Ну хорошо. Только одного не пойму во всей этой благости: молниеносного возвышения девы Дарк. С костра да прямо по правую руку кастеллана цитадели. Ибо ее звание «Оружейницы» или «Оружейника» знаменует именно это. Спрашиваю и получаю мгновенный ответ:
– Здесь диоцез моего отца и одна из его парадных резиденций. Была до осады, во всяком случае.
Вот, значит, как.
– Тогда я оставляю вас всех с легким сердцем, – говорит Сейфулла. – Потому что вы нашли кров, а я должен все время идти.
– Постой, Туфейлиус, – говорю я. – Нельзя же вот так сразу. А Дюльдюль?
– Что Дюльдюль? Думаешь, она только и мечтает о теплой конюшне и двух мерках овса каждый день?
– Черныш, – вздыхает Арман.
– Тоже однолюб нашелся, – ворчит Сейфулла. – А, ладно! Уговорили. Оставлю свою живую драгоценность ему в подарок. Пусть плодят детишек во благо Вробурга и мейстерова кармана.
– А сам пешком пойдешь, что ли?
– Зачем пешком. Куплю хорошего конька…
– Или двух… – продолжает Арман с лукавством. – А потом и тележку для возросшего потомства.
Но когда Сейфулла решил, сделать нельзя уже ничего.
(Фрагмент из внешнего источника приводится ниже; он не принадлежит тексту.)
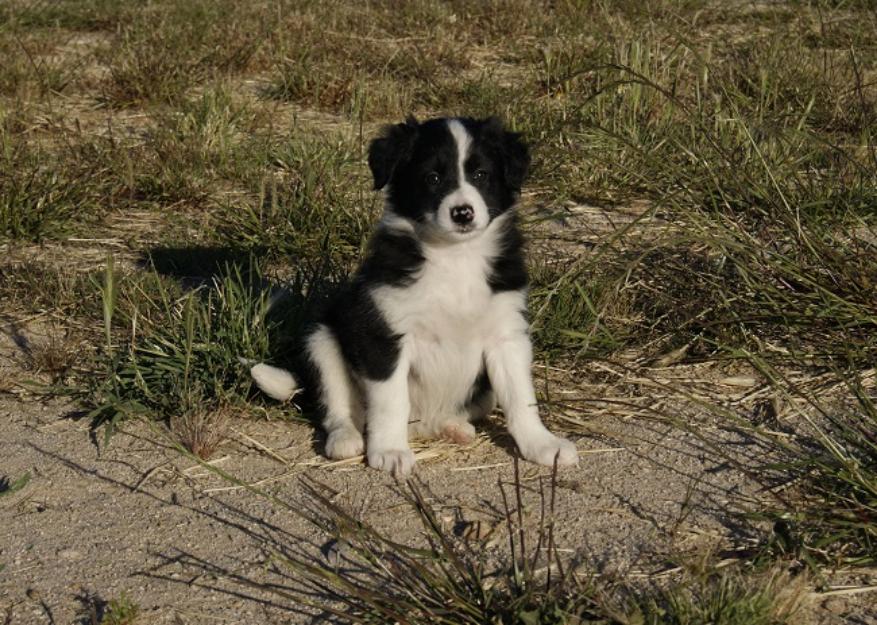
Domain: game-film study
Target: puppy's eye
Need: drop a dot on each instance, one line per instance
(479, 176)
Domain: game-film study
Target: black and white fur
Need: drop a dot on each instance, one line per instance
(432, 329)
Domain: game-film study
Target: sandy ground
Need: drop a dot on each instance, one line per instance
(191, 547)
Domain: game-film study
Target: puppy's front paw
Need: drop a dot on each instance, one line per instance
(344, 443)
(544, 449)
(398, 462)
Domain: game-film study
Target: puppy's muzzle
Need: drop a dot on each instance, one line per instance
(463, 214)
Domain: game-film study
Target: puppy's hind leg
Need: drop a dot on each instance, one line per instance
(344, 418)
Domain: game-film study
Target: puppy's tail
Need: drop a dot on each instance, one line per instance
(274, 381)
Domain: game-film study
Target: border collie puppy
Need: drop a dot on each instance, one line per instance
(432, 329)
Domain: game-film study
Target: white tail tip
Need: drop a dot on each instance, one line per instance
(274, 381)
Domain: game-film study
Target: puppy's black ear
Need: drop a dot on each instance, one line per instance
(391, 148)
(511, 148)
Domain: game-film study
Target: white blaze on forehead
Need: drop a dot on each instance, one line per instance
(465, 194)
(463, 140)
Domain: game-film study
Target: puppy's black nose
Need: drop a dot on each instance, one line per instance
(462, 214)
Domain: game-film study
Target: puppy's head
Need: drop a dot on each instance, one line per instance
(451, 176)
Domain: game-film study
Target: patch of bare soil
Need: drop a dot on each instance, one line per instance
(191, 547)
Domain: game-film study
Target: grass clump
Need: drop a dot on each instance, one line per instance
(181, 349)
(723, 598)
(376, 579)
(313, 203)
(826, 511)
(159, 54)
(369, 577)
(203, 148)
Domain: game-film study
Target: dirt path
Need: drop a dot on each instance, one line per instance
(182, 543)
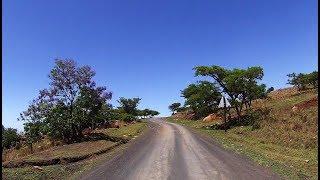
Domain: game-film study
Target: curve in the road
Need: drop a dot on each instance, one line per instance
(170, 151)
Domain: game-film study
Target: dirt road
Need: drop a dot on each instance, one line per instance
(170, 151)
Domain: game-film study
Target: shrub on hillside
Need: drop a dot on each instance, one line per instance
(10, 138)
(303, 81)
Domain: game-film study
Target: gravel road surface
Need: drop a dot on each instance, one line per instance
(171, 151)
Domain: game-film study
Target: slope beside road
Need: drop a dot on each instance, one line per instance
(170, 151)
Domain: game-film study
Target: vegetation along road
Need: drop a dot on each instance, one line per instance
(170, 151)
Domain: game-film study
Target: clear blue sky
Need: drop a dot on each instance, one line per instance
(148, 48)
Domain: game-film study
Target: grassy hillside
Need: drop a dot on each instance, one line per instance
(72, 170)
(287, 140)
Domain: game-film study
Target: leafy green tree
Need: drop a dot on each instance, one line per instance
(33, 132)
(153, 113)
(174, 107)
(10, 138)
(270, 90)
(71, 103)
(235, 83)
(148, 113)
(202, 98)
(129, 106)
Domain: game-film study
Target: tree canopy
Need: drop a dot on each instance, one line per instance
(236, 83)
(72, 103)
(174, 107)
(202, 97)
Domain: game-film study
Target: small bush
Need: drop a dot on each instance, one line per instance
(127, 117)
(255, 117)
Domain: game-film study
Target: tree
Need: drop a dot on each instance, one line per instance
(147, 113)
(10, 137)
(71, 103)
(235, 83)
(129, 106)
(303, 81)
(174, 107)
(270, 90)
(202, 98)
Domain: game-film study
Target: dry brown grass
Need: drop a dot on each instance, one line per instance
(297, 129)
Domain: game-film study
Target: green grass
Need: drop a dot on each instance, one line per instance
(65, 171)
(74, 170)
(286, 142)
(72, 150)
(287, 162)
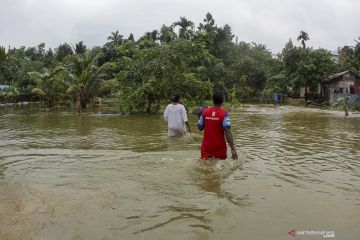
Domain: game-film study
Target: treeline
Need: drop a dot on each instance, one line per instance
(180, 57)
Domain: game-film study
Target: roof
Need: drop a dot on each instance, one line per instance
(336, 75)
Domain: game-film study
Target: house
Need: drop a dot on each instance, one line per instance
(344, 82)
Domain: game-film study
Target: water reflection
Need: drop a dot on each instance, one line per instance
(101, 176)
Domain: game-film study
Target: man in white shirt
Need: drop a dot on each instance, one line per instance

Под самый конец он выразился так:
– Я с вами двигался в сторону Запада, что есть сторона смерти. Когда решите начать путешествие в Страну Востока, я снова найду вас.
Только теперь, когда он отрывает от нас себя и свою загадочную асасинскую супругу, оставляя для нашего раздумья пару загадок, я понимаю, кем он был для нас. Учителем. Главой общества.
А его жена – кто она?
Когда я задал Арману вопрос, как ему показалась Рабиа, он ответил коротко:
– Маска на маске. Одна сущность надета на другую. Не слушай, что я тебе говорил о ней раньше. Владелица своего супруга и по-прежнему владелица того их меча.
Вот я и остался снова – если не совсем один, то уж точно сам по себе. Первое время мы с Грегором были очень заняты, потому что устраивались на новом месте. Как я говорил, нам позволили (и даже предписали) забрать из фургончика все вещи казненного героя. Очевидно, они не годились родичам ни как реликвии, ни для обыкновенной памяти, так что старинный обычай отдавать имущество мертвого его экзекутору оказался весьма кстати. И вот мы затащили домик на колесах внутрь стены и начали с ним разбираться.
От нашего красавца осталось изобилие дорогой одежды, отделанной мехом и скроенной по таким точным новомодным лекалам, что нынче она не годилась вообще ни на кого. Да уж, стыдно было капитану Николасу держать его в таком небрежении…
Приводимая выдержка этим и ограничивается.